Class

Society in Shakespeare’s time was quite strictly divided by class. The very richest people were the lords and ladies – the nobility. The nobles were the ruling class, influencing what the monarch did, as well as owning large areas of land themselves. Just below them were the gentry, who were rich enough to live off their own land, but did not have titles. Most of Shakespeare’s plays deal with kings or the nobility, although what affects them affects the lower classes too, like the fighting servants at the beginning of Romeo and Juliet.

The middle classes included yeomen, merchants and craftsmen. They were relatively well off and their sons would have gone to school and learnt to read and write. Shakespeare comes from this class – his father was a glove-maker. The lower class worked as servants or as labourers on farms.
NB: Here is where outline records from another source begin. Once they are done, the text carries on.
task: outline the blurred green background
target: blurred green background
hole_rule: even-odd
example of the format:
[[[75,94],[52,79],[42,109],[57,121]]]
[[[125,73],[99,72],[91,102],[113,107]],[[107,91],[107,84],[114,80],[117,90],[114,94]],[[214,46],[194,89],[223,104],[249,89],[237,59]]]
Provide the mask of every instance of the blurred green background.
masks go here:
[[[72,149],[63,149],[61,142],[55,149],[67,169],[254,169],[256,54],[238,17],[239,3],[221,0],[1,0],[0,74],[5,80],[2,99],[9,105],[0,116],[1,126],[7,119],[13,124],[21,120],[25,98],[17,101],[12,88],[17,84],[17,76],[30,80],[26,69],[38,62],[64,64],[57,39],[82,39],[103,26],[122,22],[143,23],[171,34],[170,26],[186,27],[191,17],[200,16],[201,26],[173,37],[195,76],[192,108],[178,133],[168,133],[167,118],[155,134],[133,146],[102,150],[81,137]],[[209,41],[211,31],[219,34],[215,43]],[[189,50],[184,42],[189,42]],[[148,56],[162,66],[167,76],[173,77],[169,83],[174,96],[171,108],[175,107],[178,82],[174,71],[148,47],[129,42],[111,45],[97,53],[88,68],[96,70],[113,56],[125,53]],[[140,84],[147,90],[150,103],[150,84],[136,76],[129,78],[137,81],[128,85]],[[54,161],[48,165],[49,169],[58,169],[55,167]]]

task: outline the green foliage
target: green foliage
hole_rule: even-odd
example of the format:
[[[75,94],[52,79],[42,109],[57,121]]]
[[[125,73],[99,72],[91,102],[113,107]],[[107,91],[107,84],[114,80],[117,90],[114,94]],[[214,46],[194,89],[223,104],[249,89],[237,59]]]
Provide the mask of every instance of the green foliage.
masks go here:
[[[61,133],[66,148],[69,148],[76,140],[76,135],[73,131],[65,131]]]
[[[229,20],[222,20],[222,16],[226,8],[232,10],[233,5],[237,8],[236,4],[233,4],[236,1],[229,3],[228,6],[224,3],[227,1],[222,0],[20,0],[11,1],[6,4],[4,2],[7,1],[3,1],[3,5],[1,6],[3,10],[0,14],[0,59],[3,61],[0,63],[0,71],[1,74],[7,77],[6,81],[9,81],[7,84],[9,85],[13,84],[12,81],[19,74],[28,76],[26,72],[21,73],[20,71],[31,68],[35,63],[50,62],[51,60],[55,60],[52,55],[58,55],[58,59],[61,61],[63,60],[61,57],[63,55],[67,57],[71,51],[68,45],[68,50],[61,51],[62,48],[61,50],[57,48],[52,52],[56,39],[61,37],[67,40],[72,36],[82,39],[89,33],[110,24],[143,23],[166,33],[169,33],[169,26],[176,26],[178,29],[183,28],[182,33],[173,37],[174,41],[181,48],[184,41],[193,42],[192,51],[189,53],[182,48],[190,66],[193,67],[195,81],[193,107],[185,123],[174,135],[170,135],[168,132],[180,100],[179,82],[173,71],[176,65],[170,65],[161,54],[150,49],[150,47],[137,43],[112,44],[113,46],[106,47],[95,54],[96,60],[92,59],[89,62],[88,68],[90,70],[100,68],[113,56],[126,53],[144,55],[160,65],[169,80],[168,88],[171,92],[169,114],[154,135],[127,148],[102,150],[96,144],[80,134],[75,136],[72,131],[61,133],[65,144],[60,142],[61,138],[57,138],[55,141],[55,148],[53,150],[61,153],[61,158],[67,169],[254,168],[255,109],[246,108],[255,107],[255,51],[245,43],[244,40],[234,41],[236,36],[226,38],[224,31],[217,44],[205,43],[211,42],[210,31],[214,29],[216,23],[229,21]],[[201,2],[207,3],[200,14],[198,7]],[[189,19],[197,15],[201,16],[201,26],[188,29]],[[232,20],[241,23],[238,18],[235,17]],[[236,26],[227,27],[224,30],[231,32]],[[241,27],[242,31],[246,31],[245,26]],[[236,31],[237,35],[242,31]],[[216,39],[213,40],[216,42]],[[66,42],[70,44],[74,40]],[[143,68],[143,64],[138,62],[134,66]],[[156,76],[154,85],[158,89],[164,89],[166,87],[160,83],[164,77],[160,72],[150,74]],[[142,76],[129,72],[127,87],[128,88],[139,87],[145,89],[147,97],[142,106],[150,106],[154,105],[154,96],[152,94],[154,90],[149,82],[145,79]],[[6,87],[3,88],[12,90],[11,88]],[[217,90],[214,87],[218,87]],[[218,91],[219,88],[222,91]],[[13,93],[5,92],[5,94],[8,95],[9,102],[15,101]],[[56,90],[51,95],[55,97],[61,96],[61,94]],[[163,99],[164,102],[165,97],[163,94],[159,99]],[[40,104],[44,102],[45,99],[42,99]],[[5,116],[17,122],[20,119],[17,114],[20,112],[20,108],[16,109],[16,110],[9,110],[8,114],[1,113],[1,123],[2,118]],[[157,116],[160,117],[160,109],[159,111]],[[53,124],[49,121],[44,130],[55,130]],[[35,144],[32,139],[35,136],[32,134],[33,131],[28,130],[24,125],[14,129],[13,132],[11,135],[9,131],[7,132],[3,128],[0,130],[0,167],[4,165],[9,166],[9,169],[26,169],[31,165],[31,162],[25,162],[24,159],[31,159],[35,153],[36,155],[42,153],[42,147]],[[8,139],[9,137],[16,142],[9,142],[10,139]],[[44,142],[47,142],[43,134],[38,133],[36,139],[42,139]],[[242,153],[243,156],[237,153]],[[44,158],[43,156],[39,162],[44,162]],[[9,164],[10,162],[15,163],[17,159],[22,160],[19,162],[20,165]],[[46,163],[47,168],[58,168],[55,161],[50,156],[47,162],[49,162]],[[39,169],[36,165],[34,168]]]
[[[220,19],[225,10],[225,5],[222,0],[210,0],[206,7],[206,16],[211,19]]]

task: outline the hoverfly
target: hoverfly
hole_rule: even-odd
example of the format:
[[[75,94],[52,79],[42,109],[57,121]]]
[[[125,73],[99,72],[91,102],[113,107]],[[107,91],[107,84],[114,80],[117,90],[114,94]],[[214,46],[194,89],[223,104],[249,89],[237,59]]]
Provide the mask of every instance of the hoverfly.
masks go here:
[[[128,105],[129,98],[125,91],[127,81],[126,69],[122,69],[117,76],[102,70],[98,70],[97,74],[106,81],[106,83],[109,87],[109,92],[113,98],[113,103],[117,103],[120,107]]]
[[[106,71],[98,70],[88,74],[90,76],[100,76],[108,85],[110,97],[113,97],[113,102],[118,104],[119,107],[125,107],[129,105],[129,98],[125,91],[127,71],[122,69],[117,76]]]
The poor were the responsibility of each parish. Parliament passed new Poor Laws which meant that anyone who was poor but able to work would be sent to a poor house to earn their keep. The poor were not allowed to leave their parish – if they did they were described as ‘vagabonds’ and punished. There is rarely a character from this class in a Shakespeare play.
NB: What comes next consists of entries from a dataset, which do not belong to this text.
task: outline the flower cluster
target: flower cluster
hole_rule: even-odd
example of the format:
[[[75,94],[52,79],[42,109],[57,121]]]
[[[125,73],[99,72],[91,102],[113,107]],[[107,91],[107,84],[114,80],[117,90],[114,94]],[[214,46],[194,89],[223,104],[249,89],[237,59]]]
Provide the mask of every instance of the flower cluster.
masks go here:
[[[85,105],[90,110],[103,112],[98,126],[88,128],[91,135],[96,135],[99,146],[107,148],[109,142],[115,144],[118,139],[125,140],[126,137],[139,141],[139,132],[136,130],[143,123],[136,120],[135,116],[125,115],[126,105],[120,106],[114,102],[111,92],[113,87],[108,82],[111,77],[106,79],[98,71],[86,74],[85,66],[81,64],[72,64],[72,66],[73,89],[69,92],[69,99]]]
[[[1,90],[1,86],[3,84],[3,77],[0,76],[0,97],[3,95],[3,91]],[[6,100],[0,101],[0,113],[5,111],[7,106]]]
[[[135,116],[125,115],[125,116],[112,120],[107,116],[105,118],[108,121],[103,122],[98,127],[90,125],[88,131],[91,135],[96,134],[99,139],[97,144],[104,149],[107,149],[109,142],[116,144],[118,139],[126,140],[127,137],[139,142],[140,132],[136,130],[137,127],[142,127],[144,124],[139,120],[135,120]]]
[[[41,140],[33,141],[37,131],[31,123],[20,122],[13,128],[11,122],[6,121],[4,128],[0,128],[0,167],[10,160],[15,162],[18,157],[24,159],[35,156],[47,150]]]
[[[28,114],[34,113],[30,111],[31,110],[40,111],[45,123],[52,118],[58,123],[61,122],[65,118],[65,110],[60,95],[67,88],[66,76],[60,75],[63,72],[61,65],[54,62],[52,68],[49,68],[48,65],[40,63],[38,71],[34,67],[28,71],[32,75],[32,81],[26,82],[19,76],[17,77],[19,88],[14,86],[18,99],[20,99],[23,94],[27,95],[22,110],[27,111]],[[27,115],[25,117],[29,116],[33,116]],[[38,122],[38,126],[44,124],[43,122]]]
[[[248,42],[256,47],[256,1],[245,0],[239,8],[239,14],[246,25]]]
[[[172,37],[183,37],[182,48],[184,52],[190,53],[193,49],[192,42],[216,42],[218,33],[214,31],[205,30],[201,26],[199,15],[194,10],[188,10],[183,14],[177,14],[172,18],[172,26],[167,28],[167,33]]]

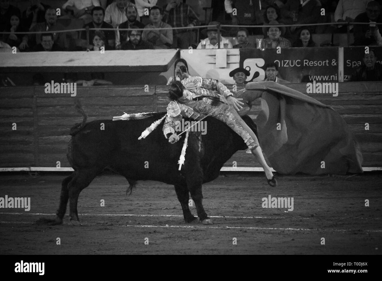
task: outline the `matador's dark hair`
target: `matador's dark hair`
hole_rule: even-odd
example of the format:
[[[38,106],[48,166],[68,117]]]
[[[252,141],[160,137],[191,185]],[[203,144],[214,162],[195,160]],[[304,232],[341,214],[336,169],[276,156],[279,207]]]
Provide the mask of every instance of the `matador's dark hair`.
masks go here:
[[[176,101],[183,96],[183,85],[180,81],[174,81],[171,84],[171,88],[168,91],[168,97],[172,101]]]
Some plays cover all the classes: in A Midsummer Night’s Dream we see the rulers (the Duke and his bride), the nobility (the two couples lost in the woods) and the craftsmen (the rude mechanicals who put on the play). The lower classes in the plays are often the butt of the jokes, or are shown as stupid or villains – think of the Watch in Much Ado About Nothing who always use exactly the wrong word.

Did you know?

  • You could become a noble if the Queen gave you a title – like Sir Francis Drake, who earned his knighthood by exploring the world and bringing back spices and Spanish treasure. The Queen still gives titles to people today – but they don’t have the same effect on social class. Today you are just as likely to earn a knighthood for being a sporting hero, or working for charity or having been a Prime Minister.
  • Your clothes in Shakespeare’s time were dictated by which class you belonged to. A set of laws called the ‘Sumptuary Laws’ laid out what materials, colours and styles of clothing you could wear – under pain of arrest and imprisonment. Only nobles could wear ermine fur – which is what the robes of members of the House of Lords are trimmed with to this day. The only people who could dress as nobles if they weren’t were actors – and only on stage.